BRASÍLIA — Integrantes do governo brasileiro, incluindo o presidente Jair Bolsonaro, discutiram com o diretor-geral da Central de Inteligência dos Estados Unidos (CIA), Williams Burns, em julho do ano passado, assuntos relativos "à promoção da democracia, da segurança e da estabilidade no Hemisfério". A informação está em um ofício encaminhado à Câmara dos Deputados pelo ministro do Gabinete de Segurança Institucional da Presidência da República (GSI), Augusto Heleno.

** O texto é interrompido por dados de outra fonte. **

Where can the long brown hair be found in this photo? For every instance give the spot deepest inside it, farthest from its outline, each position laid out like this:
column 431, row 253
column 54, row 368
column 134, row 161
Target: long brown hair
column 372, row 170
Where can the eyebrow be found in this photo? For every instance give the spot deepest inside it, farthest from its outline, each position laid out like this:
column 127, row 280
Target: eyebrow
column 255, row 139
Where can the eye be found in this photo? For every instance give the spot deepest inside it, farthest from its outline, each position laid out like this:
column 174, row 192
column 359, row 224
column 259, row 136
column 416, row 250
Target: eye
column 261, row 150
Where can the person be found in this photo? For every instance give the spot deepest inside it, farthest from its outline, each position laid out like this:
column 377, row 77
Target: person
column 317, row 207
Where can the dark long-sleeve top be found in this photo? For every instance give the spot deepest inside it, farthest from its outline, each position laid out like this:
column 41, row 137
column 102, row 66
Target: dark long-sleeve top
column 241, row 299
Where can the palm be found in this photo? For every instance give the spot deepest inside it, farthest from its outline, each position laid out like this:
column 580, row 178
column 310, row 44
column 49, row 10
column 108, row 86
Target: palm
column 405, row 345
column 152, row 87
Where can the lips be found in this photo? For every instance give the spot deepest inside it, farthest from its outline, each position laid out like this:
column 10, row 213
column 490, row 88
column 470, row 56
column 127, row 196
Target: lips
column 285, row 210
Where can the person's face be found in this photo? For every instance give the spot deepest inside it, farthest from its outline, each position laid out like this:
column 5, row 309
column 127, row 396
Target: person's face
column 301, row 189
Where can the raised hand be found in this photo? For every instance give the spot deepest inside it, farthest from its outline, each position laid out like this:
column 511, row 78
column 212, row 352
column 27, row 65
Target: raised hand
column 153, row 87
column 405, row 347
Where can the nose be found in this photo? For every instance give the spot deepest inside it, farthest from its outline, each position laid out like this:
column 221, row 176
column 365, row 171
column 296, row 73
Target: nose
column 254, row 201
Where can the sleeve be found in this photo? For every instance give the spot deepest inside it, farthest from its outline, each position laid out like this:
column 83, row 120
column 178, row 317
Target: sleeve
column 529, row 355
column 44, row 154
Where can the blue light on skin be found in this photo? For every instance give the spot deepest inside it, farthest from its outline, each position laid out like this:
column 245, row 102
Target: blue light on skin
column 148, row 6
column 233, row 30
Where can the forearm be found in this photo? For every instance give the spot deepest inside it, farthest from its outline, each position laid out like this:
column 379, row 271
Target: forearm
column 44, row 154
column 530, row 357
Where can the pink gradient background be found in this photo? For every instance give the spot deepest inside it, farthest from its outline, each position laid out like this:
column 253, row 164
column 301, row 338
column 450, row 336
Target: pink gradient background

Burns desembarcou em Brasília no dia 1º daquele mês, sem que o encontro constasse previamente nas agendas das autoridades, e os temas tratados durante a visita jamais haviam sido esclarecidos. Segundo a agência de notícias Reuters informou nesta quinta-feira, o dirigente da CIA veio ao Brasil para pedir que o governo brasileiro parasse de questionar a integridade das eleições no país.

A visita de Burns coincidiu com um momento em que Bolsonaro fazia ataques ao sistema eleitoral brasileiro, sem apresentar provas. De acordo com a agência de notícias, o americano teria dito ao presidente, ao general Heleno e ao então diretor da Agência Brasileira de Inteligência (Abin), Alexandre Ramagem, que o processo democrático é sagrado e que o sistema de votação no Brasil não poderia ser subestimado.

O ofício, encaminhado por Heleno em 2 de setembro de 2021, dois meses após os encontros, informa que houve reuniões no Palácio do Planalto e um jantar oferecido no mesmo dia pela Embaixada dos EUA em Brasília. Heleno destacou que William Burns se mostrou interessado, em relação à Abin, “na permanência da cooperação em matéria de inteligência, fundamental para responder a ameaças de caráter transnacional, como o terrorismo, a criminalidade organizada e a criminalidade cibernética”. Burns — um diplomata veterano que em 2015 foi um dos negociadores do acordo nuclear entre Irã, EUA e outras grandes potências.

Heleno também ressaltou, no documento, que o jantar foi apenas um evento de cortesia “e, naturalmente, transcorreu com conversas informais a respeito de temas de interesse mútuo do Brasil e dos Estados Unidos da América”. Ou seja, não havia, no convite, pauta ou tópicos de conversação pré-estabelecidos.

Na época da visita, Bolsonaro chegou a falar a apoiadores sobre reunião com o diretor da CIA, mas também sem entrar em detalhes. Na ocasião, atacou países vizinhos.

— Não vou dizer que isso foi tratado com ele (Burns), mas a gente analisa na América do Sul como estão as coisas. A Venezuela a gente não aguenta falar mais, mas olha a Argentina. Para onde está indo o Chile? O que aconteceu na Bolívia? Voltou a turma do Evo Morales e, mais ainda, a presidente que estava lá no mandato tampão (Jeanine Añez) está presa, acusada de atos antidemocráticos. Estão sentindo alguma semelhança com o Brasil? — afirmou o presidente.

Questionados, nesta quinta-feira, a Secretaria de Comunicações da Presidência e o GSI não se manifestaram sobre o pedido do diretor da CIA relatado pela Reuters. Também procurada, a embaixada do EUA no Brasil não comentou.